Final project for Statistical Inference by Jose Ramon Pineda

Packages used: tidyverse, ggpubr

#PART 1

lambda <-  0.2
n <- 40
sim <- 1000
set.seed(seed = 421)
mu <- 1/lambda

To begin, we expect a mean of 5 (1/lambda)

test <- replicate(sim, rexp(n, lambda))
meantest <- data.frame(means = apply(test, 2, mean))

mean(meantest$means)
## [1] 5.017794
#Sample mean turns out to be close to the expected 5 at 5.02

var <- ((1/lambda)/sqrt(n))^2
var
## [1] 0.625
testvar <- var(meantest$means)
testvar
## [1] 0.5995459
#We see that the expected variance (6.25) is a bit higher than the variance we got in the test (5.99)

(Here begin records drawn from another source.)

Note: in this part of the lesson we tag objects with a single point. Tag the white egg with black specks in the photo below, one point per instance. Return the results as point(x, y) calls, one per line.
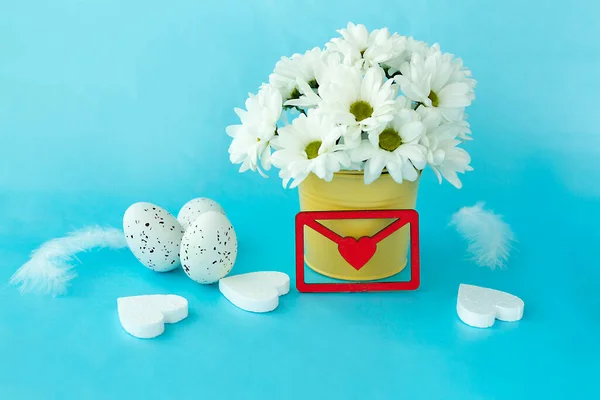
point(194, 208)
point(209, 248)
point(153, 236)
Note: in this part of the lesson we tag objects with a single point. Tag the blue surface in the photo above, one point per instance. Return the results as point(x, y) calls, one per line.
point(105, 103)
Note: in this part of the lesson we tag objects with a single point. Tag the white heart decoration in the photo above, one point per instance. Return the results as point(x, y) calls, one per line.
point(481, 307)
point(256, 291)
point(145, 316)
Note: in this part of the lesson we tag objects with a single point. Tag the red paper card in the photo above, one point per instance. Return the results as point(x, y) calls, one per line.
point(357, 252)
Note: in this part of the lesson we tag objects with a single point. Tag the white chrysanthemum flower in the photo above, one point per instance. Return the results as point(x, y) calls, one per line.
point(251, 142)
point(308, 145)
point(363, 49)
point(411, 47)
point(443, 154)
point(358, 103)
point(437, 80)
point(298, 77)
point(396, 148)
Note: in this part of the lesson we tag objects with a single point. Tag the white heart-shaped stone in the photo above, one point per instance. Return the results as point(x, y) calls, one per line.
point(145, 316)
point(481, 307)
point(255, 291)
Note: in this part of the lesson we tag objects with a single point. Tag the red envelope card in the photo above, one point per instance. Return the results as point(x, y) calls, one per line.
point(357, 251)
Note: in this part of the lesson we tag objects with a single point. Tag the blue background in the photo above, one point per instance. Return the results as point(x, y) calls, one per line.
point(107, 102)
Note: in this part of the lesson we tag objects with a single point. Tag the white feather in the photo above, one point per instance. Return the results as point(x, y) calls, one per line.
point(490, 238)
point(49, 269)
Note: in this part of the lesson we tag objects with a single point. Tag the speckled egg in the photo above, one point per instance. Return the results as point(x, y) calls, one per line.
point(193, 208)
point(153, 235)
point(209, 248)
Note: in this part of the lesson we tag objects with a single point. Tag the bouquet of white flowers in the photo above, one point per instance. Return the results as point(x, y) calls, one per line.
point(369, 102)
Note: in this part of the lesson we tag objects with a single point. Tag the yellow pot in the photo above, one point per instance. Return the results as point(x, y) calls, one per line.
point(347, 191)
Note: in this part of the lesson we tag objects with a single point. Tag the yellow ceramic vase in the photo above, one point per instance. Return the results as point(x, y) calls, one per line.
point(347, 191)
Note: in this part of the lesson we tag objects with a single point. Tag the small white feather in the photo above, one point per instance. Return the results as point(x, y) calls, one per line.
point(490, 238)
point(49, 269)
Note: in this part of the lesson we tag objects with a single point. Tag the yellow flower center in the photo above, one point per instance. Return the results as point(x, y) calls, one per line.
point(389, 139)
point(312, 150)
point(435, 101)
point(361, 110)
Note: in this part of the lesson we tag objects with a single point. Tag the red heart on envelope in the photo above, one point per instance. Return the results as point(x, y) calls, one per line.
point(357, 252)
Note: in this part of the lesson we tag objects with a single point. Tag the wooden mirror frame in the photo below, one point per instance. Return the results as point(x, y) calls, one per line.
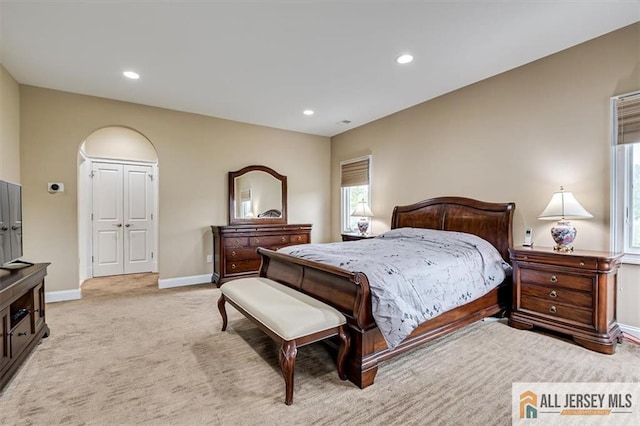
point(233, 220)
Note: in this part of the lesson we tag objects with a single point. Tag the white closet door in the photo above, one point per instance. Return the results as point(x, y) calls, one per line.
point(122, 219)
point(108, 223)
point(138, 207)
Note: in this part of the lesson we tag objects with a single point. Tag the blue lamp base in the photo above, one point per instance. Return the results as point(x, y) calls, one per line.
point(563, 233)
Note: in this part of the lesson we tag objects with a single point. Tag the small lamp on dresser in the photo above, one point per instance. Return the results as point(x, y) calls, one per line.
point(563, 206)
point(363, 212)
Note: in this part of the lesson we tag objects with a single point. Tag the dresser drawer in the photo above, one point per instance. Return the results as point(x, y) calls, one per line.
point(242, 266)
point(556, 279)
point(20, 335)
point(236, 242)
point(556, 310)
point(241, 253)
point(269, 240)
point(557, 295)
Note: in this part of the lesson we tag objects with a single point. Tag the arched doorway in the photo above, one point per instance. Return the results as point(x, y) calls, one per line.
point(117, 203)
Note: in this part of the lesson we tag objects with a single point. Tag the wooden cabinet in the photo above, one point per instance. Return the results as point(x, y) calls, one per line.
point(572, 293)
point(235, 247)
point(22, 316)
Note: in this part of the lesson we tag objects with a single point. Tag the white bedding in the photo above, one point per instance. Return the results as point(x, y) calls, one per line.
point(414, 274)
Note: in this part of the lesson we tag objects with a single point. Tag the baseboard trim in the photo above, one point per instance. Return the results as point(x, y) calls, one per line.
point(184, 281)
point(630, 331)
point(62, 295)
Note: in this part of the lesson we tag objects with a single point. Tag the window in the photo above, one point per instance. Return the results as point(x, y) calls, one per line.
point(354, 183)
point(626, 176)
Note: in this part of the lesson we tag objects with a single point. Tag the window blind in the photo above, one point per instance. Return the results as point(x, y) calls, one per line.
point(628, 119)
point(355, 173)
point(245, 195)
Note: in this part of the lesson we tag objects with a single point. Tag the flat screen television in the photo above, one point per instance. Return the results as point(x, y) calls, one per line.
point(11, 226)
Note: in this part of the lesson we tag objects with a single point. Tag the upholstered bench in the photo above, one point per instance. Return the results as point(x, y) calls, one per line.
point(289, 317)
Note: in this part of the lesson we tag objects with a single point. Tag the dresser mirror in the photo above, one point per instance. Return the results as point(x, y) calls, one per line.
point(257, 195)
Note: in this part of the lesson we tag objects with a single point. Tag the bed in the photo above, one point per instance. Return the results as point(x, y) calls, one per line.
point(349, 292)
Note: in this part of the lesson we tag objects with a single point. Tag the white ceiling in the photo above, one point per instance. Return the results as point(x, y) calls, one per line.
point(264, 62)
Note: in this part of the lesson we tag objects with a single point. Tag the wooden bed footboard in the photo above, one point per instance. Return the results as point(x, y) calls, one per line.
point(346, 291)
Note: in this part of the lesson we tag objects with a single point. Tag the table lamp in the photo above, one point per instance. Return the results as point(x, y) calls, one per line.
point(563, 206)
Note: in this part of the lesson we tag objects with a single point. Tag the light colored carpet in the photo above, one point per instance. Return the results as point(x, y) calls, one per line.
point(129, 353)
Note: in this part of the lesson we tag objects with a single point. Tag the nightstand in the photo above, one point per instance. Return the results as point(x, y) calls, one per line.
point(572, 293)
point(355, 236)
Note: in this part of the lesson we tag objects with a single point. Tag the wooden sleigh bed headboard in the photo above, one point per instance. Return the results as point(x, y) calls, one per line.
point(490, 221)
point(349, 291)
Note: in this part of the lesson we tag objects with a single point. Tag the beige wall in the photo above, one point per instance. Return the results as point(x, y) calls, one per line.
point(9, 127)
point(194, 155)
point(121, 143)
point(515, 137)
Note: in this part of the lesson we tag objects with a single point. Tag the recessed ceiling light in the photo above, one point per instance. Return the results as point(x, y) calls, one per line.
point(404, 59)
point(132, 75)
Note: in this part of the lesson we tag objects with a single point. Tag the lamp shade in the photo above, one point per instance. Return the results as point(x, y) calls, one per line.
point(362, 210)
point(563, 205)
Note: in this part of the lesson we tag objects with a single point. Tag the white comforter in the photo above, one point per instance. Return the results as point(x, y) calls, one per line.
point(414, 274)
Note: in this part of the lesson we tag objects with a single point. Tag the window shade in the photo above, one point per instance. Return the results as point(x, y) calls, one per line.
point(628, 119)
point(245, 195)
point(355, 173)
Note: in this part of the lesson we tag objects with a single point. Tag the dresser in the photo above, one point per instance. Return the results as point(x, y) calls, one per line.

ggplot(data = meantest, aes(x = means)) + 
        geom_histogram(binwidth=0.1, aes(y=..density..), alpha=0.2) + 
        geom_vline(xintercept = mu, size=1, colour="red") + 
        geom_density(colour="blue", size=1) +
        scale_x_continuous(breaks=seq(mu-5,mu+5,1), limits=c(mu-5,mu+6))  +
        labs(title = "Is this a normal distribution?", subtitle = "At first glance, yes") +
        stat_function(fun = dnorm, args = list(mean = mu , sd = sqrt(var)), colour = "red", size=1)
## Warning: Removed 2 rows containing missing values (geom_bar).

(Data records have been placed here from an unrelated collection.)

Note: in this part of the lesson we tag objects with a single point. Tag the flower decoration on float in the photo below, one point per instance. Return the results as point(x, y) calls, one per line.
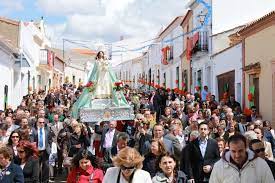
point(250, 97)
point(90, 86)
point(176, 90)
point(118, 86)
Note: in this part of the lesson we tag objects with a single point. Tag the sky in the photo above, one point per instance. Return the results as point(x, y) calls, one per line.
point(107, 20)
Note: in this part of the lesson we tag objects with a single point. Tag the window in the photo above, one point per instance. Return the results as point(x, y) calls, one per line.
point(73, 79)
point(184, 80)
point(199, 79)
point(177, 77)
point(6, 91)
point(164, 79)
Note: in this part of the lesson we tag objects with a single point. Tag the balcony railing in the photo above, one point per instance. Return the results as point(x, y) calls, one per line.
point(202, 43)
point(46, 57)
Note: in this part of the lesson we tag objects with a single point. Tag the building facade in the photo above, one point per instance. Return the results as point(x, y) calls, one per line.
point(258, 63)
point(200, 45)
point(171, 50)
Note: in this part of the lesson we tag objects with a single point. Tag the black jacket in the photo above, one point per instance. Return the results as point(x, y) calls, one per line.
point(271, 165)
point(31, 171)
point(194, 161)
point(76, 140)
point(13, 174)
point(149, 164)
point(102, 132)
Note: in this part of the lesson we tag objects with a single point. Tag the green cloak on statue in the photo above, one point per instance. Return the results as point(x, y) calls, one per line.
point(101, 96)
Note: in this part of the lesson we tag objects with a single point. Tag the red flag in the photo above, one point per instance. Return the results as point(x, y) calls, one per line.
point(189, 48)
point(164, 56)
point(195, 39)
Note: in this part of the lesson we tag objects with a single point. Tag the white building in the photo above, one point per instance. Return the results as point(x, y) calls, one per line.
point(130, 71)
point(170, 49)
point(200, 61)
point(152, 64)
point(227, 72)
point(8, 72)
point(78, 65)
point(227, 65)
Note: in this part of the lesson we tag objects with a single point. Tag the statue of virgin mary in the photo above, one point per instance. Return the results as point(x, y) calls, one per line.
point(102, 81)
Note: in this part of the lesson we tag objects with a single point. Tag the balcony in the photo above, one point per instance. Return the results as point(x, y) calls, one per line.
point(46, 58)
point(201, 43)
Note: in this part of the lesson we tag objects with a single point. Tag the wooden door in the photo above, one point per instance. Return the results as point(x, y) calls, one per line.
point(256, 93)
point(226, 79)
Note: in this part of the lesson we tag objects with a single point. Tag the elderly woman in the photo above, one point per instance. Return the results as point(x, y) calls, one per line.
point(10, 172)
point(128, 164)
point(149, 164)
point(169, 170)
point(28, 161)
point(85, 170)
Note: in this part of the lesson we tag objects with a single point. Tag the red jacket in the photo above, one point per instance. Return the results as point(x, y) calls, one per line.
point(84, 176)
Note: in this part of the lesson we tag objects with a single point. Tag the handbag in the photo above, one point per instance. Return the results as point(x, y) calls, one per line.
point(67, 162)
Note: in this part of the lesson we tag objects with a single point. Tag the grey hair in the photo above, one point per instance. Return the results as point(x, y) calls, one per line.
point(250, 135)
point(123, 136)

Graphically this seems like a normal distribution. The blue line shows our test data and the red shows what a normal distribution would look like. Let’s run a Shapiro test to confirm that it is actually normal.

shapiro.test(meantest$means)
## 
##  Shapiro-Wilk normality test
## 
## data:  meantest$means
## W = 0.98919, p-value = 1.005e-06
ggqqplot(meantest$means, title = "QQ plot")

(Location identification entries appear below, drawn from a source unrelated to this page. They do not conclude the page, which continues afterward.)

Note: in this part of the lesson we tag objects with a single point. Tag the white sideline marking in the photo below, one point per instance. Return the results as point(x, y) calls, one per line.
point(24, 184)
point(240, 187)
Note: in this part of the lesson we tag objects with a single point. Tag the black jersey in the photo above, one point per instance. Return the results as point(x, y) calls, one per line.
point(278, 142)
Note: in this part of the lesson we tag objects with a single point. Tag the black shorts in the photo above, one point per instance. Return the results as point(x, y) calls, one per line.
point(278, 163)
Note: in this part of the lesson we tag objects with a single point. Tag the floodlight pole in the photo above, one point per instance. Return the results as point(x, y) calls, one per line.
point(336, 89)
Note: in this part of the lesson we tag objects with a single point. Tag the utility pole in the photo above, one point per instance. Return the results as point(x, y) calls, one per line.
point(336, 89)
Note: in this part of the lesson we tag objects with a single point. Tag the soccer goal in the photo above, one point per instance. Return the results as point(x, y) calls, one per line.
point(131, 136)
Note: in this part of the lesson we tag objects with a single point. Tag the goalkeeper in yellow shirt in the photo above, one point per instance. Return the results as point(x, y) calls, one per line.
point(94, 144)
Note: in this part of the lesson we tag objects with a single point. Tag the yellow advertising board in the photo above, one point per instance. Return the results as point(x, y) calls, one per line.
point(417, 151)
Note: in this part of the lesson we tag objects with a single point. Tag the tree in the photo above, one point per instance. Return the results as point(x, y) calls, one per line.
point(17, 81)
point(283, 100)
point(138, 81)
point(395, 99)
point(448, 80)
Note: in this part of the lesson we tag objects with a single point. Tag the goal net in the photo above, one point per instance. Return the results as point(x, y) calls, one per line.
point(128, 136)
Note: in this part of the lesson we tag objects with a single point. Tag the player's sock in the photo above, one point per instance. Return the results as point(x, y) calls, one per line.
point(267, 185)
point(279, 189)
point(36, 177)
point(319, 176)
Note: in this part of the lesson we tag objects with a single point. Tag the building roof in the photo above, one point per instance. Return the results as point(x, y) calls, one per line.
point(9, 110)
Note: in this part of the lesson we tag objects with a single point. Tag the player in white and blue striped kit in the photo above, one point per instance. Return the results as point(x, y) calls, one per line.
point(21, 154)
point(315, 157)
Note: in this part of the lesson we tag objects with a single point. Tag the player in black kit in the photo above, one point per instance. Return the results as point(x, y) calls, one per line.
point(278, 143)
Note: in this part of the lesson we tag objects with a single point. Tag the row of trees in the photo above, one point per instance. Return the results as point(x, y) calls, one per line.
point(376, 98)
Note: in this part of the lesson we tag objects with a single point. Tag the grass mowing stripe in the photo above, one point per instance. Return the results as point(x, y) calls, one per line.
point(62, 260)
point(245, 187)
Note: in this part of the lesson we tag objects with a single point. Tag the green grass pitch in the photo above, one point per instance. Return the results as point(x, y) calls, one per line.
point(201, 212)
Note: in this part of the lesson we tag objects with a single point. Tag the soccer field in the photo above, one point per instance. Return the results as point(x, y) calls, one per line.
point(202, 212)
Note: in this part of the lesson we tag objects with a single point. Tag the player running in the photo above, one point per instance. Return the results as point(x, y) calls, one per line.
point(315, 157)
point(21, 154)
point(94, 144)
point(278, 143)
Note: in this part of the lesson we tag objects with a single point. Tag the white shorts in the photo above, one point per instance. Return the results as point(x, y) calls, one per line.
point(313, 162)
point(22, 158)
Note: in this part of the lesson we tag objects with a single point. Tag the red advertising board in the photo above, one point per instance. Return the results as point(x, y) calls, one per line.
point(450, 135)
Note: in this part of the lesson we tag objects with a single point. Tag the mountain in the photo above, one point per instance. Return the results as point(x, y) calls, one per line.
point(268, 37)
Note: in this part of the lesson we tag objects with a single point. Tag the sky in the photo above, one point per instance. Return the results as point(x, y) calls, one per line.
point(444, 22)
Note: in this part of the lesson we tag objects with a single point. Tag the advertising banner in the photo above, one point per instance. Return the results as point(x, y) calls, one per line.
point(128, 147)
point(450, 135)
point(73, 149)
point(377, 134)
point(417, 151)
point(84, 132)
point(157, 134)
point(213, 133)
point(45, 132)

The shapiro test shows an extremely small p-value, so we reject the Ho that this is normally distributed.

We also run a qqplot to visualize this some more. We see then that some of the points on the right tail fall outside the confidence interval testing normality, which likely explains the Shapiro test results.